To make matters even more complex, Greek colonies were settled in Asia Minor and inland Anatolia at least as early as 1000 BC, as well as in present-day northeast Turkey on the south shores of the Black Sea. The 1.5 million Asia Minor Greeks who were compelled to leave the modern state of Turkey after the ill-fated Greek attempt in the early 1920s to reclaim Greek lands in Anatolia, and who flooded into Greece in 1923, were defined as Greeks only by their religion (Greek Orthodox), despite the fact that they were mostly bilingual, speaking both Greek and Turkish, and some of them only Turkish. These refugees were seen as (and were) very different from the Greeks on the Greek mainland where they were settled. Their contribution to the immensely popular music known as Rembetika, is well known and documented.
The Venetians and Genoese 'owned' and controlled entire Greek island groups for centuries before the Ottoman Turks, the Venetians concentrated in the Cyclades and in Crete, the Genoese more in the north Aegean. The modern Italians ruled the Dodecanese and the Ionian islands (they were also under British rule for half a century).

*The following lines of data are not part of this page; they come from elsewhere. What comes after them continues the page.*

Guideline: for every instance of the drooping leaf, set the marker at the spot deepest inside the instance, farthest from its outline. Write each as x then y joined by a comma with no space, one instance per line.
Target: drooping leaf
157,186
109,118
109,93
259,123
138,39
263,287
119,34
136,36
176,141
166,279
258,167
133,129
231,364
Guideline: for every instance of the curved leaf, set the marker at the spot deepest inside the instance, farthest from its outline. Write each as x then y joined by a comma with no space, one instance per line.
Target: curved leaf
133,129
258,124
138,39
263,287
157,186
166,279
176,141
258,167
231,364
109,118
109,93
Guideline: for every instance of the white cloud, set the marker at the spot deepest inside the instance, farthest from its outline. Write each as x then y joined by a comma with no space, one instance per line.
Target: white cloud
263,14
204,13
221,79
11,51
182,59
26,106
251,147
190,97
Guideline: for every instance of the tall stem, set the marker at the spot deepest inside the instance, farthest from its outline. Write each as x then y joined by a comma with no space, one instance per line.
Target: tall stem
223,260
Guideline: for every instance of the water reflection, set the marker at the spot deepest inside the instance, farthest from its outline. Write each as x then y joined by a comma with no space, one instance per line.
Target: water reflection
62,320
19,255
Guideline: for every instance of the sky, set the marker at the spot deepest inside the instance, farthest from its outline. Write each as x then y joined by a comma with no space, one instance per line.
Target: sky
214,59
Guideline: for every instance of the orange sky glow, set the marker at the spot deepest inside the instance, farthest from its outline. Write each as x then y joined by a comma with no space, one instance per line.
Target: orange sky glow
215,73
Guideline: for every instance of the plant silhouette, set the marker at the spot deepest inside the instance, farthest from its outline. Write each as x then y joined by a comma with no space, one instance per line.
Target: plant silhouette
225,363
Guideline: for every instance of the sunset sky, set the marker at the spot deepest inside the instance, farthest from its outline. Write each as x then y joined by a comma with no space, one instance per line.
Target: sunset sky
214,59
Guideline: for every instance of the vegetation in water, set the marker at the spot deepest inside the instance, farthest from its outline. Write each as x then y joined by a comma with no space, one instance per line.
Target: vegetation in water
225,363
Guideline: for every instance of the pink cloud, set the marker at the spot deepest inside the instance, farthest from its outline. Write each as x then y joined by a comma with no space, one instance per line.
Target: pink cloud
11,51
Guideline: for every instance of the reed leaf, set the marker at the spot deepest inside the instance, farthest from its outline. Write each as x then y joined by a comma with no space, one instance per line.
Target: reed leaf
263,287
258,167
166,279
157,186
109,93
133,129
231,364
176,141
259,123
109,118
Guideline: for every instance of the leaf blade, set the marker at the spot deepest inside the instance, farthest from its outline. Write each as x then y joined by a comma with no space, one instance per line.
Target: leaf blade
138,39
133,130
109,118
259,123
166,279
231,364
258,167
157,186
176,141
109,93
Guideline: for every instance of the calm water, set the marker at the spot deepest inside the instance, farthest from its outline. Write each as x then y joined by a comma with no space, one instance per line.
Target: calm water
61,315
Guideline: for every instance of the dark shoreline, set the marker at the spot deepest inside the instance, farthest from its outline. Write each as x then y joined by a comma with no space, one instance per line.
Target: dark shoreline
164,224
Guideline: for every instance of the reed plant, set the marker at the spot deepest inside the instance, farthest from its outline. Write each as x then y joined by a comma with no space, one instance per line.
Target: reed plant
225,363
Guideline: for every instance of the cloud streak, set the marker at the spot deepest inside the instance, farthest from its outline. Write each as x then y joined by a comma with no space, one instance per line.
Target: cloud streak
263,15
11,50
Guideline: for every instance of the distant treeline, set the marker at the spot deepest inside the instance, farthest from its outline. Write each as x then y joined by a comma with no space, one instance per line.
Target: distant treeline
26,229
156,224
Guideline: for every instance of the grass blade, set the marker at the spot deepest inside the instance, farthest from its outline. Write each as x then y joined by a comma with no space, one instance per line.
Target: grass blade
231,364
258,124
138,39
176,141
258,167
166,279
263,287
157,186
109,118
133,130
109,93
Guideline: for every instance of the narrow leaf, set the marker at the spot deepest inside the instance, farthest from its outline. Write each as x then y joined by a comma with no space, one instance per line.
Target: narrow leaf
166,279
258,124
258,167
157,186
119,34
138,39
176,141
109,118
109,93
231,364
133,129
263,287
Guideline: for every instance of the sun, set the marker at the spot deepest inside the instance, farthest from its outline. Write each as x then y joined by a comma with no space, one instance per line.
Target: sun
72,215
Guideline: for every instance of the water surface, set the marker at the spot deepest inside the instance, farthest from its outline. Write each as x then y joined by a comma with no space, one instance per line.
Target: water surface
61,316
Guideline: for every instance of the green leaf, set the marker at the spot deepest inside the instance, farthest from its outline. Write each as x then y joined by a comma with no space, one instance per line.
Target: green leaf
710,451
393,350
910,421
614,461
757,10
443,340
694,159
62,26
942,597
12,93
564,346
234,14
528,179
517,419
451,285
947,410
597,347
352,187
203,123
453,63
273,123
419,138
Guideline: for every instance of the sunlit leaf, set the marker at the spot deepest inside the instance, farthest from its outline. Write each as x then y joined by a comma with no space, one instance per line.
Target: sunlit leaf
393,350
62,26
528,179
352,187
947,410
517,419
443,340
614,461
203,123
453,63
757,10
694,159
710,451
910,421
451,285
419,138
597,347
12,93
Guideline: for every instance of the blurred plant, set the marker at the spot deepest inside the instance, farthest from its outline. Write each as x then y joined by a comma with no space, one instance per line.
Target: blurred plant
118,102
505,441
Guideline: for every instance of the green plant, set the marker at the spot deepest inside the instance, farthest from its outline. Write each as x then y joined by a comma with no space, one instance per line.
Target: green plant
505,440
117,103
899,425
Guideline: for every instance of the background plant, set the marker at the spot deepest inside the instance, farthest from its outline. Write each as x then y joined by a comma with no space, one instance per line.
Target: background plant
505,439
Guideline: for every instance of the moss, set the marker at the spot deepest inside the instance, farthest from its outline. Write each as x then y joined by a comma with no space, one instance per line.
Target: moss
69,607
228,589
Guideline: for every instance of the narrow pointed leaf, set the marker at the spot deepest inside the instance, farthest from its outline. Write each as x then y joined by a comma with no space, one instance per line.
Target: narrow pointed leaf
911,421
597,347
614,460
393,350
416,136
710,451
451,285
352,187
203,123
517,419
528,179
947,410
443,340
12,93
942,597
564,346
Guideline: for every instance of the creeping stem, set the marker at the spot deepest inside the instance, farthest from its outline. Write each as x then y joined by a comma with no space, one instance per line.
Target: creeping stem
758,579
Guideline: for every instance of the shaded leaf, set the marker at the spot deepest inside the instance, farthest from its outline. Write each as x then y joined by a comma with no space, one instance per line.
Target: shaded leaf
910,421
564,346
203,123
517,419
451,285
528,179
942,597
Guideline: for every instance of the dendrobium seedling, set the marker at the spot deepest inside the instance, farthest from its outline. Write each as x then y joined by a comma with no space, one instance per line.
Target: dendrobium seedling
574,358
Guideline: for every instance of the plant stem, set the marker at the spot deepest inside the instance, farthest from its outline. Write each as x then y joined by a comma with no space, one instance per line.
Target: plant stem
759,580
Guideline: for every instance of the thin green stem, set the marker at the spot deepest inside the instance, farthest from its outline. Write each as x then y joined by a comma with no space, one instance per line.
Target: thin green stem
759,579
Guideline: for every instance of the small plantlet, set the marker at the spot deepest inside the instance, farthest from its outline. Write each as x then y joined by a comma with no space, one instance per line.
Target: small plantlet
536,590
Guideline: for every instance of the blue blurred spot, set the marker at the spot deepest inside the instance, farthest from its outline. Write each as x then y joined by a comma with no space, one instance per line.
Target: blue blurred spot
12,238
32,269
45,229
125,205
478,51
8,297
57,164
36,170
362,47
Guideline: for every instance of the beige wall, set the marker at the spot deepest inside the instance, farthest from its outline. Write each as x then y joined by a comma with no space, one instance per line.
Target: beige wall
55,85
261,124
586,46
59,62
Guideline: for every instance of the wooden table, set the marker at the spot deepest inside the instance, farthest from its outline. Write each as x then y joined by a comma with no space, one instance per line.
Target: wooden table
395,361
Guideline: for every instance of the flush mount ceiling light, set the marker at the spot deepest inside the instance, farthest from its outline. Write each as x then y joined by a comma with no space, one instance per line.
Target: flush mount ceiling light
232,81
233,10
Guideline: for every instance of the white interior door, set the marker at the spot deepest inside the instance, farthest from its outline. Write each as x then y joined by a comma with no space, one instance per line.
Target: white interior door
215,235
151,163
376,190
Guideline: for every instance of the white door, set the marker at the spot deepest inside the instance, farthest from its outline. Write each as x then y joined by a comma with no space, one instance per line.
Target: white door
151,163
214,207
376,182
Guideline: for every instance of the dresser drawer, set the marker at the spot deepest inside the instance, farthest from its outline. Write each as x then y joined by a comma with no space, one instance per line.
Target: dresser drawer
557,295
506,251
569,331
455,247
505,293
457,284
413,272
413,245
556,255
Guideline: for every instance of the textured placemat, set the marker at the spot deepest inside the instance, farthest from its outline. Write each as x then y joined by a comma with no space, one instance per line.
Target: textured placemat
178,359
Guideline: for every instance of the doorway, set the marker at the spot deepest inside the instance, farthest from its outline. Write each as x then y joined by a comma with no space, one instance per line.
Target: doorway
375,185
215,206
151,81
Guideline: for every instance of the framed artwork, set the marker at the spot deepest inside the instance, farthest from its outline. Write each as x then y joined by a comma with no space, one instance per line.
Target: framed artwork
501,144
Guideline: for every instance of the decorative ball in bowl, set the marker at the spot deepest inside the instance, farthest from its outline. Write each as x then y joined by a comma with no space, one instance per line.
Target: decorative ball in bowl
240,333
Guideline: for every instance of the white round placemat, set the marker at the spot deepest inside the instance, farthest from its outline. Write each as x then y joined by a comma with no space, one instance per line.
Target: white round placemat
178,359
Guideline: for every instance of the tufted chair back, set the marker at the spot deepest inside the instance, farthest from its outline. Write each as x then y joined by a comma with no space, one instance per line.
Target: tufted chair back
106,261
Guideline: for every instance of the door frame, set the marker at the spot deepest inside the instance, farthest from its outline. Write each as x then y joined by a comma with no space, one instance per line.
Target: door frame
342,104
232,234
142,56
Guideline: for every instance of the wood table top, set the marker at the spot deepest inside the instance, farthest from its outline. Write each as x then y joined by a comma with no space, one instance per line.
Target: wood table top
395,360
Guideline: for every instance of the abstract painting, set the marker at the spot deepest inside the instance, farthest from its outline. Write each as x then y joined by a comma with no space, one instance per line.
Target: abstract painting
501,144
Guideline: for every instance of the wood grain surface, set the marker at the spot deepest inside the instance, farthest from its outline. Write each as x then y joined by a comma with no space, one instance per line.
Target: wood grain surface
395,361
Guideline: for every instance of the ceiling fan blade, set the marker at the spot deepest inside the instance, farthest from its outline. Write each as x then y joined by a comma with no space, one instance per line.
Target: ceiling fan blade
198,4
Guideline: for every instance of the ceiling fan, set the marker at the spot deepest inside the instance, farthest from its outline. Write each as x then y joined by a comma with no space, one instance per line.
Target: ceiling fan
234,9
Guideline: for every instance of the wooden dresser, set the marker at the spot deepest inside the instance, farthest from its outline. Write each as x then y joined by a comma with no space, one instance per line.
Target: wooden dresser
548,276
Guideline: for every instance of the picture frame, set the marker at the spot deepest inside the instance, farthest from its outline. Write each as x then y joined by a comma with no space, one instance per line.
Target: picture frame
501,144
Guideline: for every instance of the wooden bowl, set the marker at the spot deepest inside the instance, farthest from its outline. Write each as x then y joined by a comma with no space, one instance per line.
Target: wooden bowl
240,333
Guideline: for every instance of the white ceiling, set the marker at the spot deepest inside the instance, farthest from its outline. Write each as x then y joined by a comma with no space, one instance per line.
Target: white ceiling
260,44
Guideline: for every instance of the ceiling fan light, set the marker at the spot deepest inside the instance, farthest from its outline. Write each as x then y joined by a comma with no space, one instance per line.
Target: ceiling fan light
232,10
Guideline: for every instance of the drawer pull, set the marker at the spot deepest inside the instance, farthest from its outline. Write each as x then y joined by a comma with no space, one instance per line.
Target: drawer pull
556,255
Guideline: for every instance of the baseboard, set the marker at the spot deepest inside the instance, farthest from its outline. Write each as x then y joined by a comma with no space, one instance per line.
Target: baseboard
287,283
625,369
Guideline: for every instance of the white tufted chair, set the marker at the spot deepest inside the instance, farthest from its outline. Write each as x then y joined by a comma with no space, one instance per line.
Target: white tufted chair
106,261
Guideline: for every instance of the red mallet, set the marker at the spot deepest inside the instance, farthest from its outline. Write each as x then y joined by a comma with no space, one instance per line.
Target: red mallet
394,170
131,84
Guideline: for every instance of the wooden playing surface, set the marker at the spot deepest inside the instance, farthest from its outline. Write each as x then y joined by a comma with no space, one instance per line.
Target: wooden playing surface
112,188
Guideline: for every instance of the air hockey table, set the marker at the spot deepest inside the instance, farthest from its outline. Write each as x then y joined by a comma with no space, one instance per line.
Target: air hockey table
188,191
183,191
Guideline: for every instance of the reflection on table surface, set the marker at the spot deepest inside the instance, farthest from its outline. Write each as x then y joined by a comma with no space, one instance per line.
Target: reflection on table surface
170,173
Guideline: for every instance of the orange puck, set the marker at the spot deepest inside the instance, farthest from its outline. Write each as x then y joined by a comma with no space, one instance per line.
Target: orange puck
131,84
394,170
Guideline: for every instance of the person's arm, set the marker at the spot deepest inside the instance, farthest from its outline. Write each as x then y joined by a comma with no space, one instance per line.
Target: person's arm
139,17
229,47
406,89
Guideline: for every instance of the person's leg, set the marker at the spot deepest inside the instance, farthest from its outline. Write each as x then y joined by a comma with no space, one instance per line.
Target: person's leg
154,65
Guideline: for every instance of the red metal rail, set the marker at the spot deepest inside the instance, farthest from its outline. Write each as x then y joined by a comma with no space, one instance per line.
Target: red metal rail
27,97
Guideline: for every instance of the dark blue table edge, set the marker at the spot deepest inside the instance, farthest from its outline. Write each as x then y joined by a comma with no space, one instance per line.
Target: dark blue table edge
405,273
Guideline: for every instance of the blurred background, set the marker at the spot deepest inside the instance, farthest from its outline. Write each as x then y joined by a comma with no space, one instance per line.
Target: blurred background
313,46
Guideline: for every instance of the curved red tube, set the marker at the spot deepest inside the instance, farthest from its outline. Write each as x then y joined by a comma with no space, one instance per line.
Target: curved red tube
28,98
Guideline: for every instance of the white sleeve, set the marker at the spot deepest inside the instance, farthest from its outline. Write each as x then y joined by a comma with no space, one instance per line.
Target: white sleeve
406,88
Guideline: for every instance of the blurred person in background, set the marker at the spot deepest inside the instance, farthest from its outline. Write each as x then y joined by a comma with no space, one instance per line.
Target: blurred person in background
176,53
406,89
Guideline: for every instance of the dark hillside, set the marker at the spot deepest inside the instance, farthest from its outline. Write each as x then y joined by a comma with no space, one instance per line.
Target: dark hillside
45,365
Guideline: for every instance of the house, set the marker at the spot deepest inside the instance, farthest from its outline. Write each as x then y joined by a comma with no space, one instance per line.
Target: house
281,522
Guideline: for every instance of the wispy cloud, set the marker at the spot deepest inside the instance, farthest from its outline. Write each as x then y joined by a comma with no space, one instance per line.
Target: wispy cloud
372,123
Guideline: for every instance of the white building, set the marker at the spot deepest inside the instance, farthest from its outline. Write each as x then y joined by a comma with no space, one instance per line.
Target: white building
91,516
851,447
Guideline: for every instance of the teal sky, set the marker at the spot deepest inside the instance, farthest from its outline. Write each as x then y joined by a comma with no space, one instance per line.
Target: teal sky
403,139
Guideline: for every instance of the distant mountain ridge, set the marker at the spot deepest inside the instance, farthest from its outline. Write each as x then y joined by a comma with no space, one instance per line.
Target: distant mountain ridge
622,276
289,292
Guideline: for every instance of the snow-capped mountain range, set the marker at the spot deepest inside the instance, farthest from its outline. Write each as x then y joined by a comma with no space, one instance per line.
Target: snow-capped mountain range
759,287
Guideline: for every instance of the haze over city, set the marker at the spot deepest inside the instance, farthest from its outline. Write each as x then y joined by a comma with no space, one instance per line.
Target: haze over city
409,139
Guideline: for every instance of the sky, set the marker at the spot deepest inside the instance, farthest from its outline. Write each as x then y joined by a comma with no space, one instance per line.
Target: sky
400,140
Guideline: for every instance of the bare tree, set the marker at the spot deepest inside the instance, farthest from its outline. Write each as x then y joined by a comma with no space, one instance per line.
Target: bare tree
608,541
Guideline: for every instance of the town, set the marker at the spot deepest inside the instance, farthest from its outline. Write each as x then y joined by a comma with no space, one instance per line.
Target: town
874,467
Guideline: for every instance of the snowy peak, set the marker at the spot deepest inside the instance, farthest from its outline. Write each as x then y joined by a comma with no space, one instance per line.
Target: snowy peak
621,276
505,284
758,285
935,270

During the last decades of the 20th century up through the present, larger and larger numbers of immigrants from both western countries, east Europe (with the largest numbers from Albania), the former Soviet Union, and Africa, have settled in Greece. It must not be forgotten that vast numbers of Greeks have emigrated to West Europe, Australia, Canada, and the United States, especially since 1950, but even before that, so that there are more Greeks living outside of Greece than in it. All of the above amply demonstrates the absurdity of denying the complexity of 'influences' upon some imagined 'Greek temperament' or some postulating of a 'Greek character' that exists in some kind of pure vacuum. It should be noted that some 400,000 Muslims were relocated to modern Turkey at the same time that the 1.5 million Orthodox Christians flooded in, in 1923, this 'exchange of populations' dictated by the terms of the Treaty of Lausanne. Muslims were allowed to remain in the Greek part of Thrace, on the islands that had been Imvros and Tenedhos (though renamed with Turkish names), and in Kos and Rhodes, in exchange for permitting the Greek population of Constantinople/Istanbul to remain in what was now Turkish soil. Many Greeks will admit that it is hard to tell a Greek from a Turk just from physical appearance, and indeed the first actual Greeks are believed to have come to what is now Greece from Anatolia, a vast land populated from ancient times by a wide mix of peoples as well.